The goal of the challenge is to develop an algorithm that provides good utility on the temporal map problem… while preserving privacy. The leaderboard metric only scores utility, which means the easiest way to get a high score is just to take the ground truth data and submit it right back again with no privacy protection. Which is fair game for the open arena leaderboard, but not really to the objective of the challenge. We also need to ensure your approach satisfies Differential Privacy. The first step to doing that is we ask that you submit a write-up explaining your algorithm and proving that it satisfies differential privacy. So! For your convenience–

  • Resources explaining differential privacy are here
  • Directions for prescreening are here
  • Prescreen submissions are accepted here
  • And a sample submission is in the competitor’s pack, here

SME Panel Prescreening happens every Wednesday morning. If you submit by Tuesday night, we’ll take a look Wednesday and get you feedback promptly. Prescreening is a high-level check for obvious/significant mistakes. We also do a DP Validation review during final scoring, which involves a much closer read of the proof as well as a source code review. Naturally, only valid differentially private solutions are eligible for final prizes.

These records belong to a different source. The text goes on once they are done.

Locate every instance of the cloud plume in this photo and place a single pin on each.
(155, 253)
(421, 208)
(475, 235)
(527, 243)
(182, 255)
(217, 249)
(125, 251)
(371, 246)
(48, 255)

Pre-screening is important for fun and profit! Once you’ve passed pre-screening, you’ll be cordially invited to submit to a second, prescreened-only leaderboard. All submissions in the prescreened arena rank above all submissions on the open arena board. The easiest way to win a $1K progressive prize on April 26th is to make sure you’ve passed prescreening by April 20th, and then enter the prescreened arena and submit to the leaderboard there. Note that you also must have entered the Prescreened Arena before the end of the development phase on May 10th, in order to be eligible to be invited to final scoring.

One exciting change for this sprint: The live prescreened leaderboard will be calculated based on a separate ground truth data set that shares the same schema as the provided “public” data but is drawn from a different year. This is different from previous sprints, which used the same public ground truth data set for prescreened scoring. Using a separate data set in this sprint will help to give a clearer sense of your solution’s performance on non-public data and encourage these solutions not to hard-code values that may change in different years.

If you’re new to differential privacy, it’s a good idea to submit to prescreening early, and then (optionally) resubmit each time you make a significant algorithm change, to confirm you’re continuing to satisfy differential privacy and to better ensure you’ll be eligible for final prizes. We’ll give you feedback and help you understand any oversights or violations.

Feel free to reply here with any questions that we can help address. Good luck!